La spesa di Marzo: gli agrumi
Nei mesi freddi tra la frutta che la natura ci dona spiccano gli agrumi, indispensabili per la nostra salute.
Arance, pompelmi, mandarini, limoni e cedri sono infatti ricchi di polifenoli e flavonoidi, composti dalle proprietà antitumorali.
Sono una fonte eccezionale di vitamina C, A ed E, antiossidanti, sali minerali e fibre.
La vitamina C, conosciuta anche come acido ascorbico, favorisce la produzione di collagene aiutando la pelle a diventare più elastica e a difendersi dai raggi UV del sole.

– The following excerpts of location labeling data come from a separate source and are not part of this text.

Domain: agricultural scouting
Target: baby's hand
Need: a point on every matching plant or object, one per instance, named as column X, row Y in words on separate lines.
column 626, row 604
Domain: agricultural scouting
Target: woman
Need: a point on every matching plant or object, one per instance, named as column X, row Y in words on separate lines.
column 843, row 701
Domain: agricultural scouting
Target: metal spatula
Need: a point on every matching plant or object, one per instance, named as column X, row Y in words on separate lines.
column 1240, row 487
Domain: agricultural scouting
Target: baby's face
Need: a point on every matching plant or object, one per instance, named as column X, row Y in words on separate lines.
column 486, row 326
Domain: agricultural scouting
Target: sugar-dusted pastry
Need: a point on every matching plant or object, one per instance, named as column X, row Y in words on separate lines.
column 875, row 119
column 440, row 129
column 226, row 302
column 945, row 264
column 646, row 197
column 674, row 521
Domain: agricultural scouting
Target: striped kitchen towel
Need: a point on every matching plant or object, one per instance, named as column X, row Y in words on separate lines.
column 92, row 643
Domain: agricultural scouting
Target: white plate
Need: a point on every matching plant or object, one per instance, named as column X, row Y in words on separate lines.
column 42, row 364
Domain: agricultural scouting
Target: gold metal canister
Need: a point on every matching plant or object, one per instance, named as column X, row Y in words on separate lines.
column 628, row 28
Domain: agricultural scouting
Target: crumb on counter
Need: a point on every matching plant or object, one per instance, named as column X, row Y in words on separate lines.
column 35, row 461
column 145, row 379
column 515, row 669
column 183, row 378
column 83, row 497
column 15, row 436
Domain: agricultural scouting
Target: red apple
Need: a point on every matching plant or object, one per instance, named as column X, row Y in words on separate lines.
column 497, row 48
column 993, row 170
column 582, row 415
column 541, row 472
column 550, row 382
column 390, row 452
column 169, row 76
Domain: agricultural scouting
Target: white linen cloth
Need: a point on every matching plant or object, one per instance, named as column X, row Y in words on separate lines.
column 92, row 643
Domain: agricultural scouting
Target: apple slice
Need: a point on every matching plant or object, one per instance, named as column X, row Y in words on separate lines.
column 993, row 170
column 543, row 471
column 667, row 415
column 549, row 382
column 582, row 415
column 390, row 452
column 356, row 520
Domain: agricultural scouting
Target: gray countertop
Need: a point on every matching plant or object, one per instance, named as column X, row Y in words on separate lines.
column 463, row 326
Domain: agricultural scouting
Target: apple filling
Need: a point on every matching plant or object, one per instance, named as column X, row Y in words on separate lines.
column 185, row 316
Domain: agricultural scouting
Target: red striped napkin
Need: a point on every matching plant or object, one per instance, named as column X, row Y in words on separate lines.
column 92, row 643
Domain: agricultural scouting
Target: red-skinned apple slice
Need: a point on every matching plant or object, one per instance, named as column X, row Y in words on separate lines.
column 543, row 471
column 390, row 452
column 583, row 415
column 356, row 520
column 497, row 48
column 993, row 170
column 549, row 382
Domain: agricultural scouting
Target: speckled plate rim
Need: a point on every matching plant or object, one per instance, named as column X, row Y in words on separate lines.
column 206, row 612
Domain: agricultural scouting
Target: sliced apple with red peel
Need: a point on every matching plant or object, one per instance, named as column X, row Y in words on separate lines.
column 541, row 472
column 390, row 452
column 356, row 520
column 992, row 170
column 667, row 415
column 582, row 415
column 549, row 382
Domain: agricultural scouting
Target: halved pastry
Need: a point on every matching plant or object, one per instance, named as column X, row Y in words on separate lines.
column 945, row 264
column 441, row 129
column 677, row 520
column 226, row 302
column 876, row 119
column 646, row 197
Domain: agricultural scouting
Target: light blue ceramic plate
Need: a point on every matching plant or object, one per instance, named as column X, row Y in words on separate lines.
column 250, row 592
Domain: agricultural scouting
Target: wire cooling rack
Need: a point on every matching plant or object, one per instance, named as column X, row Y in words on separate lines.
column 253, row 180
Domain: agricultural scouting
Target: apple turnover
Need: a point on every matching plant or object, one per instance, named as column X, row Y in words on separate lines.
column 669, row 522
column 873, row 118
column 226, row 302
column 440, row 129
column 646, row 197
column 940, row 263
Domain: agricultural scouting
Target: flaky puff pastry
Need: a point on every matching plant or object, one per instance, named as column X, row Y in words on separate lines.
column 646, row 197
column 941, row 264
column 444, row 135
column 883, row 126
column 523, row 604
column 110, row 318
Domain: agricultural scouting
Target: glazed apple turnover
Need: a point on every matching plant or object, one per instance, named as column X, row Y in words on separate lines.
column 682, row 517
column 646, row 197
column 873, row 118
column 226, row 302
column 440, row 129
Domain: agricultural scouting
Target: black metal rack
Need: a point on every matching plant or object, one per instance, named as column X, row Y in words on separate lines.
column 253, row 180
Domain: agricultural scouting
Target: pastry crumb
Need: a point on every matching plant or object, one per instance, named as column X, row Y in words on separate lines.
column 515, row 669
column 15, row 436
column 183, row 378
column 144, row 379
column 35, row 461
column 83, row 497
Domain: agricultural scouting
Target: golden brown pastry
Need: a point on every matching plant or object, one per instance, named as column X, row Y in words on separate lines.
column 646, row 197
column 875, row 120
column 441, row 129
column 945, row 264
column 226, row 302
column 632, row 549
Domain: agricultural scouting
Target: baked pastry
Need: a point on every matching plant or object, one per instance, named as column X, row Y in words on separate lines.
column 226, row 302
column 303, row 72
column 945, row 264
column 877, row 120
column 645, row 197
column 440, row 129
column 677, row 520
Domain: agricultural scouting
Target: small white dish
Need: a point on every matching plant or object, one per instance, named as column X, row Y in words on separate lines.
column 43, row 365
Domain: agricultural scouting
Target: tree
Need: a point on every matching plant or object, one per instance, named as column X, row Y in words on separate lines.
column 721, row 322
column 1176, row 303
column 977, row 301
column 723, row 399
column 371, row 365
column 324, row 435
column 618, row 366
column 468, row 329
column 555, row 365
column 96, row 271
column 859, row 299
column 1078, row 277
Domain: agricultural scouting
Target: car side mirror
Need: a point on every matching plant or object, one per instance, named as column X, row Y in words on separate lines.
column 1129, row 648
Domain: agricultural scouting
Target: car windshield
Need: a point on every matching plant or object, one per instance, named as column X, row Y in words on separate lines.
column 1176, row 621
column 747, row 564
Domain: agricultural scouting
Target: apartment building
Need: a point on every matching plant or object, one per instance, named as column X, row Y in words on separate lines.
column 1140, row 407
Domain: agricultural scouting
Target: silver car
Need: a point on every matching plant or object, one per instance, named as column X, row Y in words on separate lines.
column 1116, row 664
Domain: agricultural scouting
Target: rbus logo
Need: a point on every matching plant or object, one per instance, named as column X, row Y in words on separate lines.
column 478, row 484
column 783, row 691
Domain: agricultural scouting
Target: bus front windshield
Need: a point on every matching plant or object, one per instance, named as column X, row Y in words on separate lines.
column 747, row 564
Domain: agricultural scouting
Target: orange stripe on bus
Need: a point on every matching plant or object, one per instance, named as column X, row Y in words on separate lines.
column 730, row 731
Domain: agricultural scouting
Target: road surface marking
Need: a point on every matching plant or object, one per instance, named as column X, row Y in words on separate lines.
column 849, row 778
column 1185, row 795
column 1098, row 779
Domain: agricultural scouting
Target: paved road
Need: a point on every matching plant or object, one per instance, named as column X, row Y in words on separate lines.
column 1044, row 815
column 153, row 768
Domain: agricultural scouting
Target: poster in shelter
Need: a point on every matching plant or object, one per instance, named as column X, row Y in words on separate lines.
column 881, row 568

Nelle arance, oltre alle antocianine, si possono trovare altri flavonoidi che, insieme alla beta-criptosantina (un carotenoide) sono responsabili del colore giallo-arancione. Questi sembrano avere proprietà antivirali, antiinfiammatorie, antiossidanti e antimutagene grazie alla loro capacità di impedire l'ossidazione dei lipidi che compongono la membrana cellulare e di legarsi con i radicali liberi inattivandoli. Un eccesso di radicali liberi nel sangue favorisce l'invecchiamento, il danno ischemico, l'insorgenza di tumori e alcune patologie neurodegenerative. I flavonoidi sembrano anche controllare l'ossidazione del colesterolo LDL (quello cattivo) prevenendo la formazione di placche aterosclerotiche sulle pareti arteriose.
L'arancia quindi aiuta a prevenire le malattie cardiovascolari e ha anche un alto contenuto di fibre solubili e insolubili, importantissimo per l'assorbimento dei grassi e per la regolarità intestinale.
Frutto ricco di sali minerali e vitamina C, rinfrescante e ipocalorico. Ha funzioni ipocolesterolemizzanti e proprietà digestive, depurative e diuretiche grazie alla naringenina, una sostanza in grado di migliorare l'assorbimento dei grassi e mantenere stabili i livelli di glucosio nel sangue. Quest'ultima funzione è molto importante per prevenire il diabete e per evitare l'innalzamento dei livelli di insulina.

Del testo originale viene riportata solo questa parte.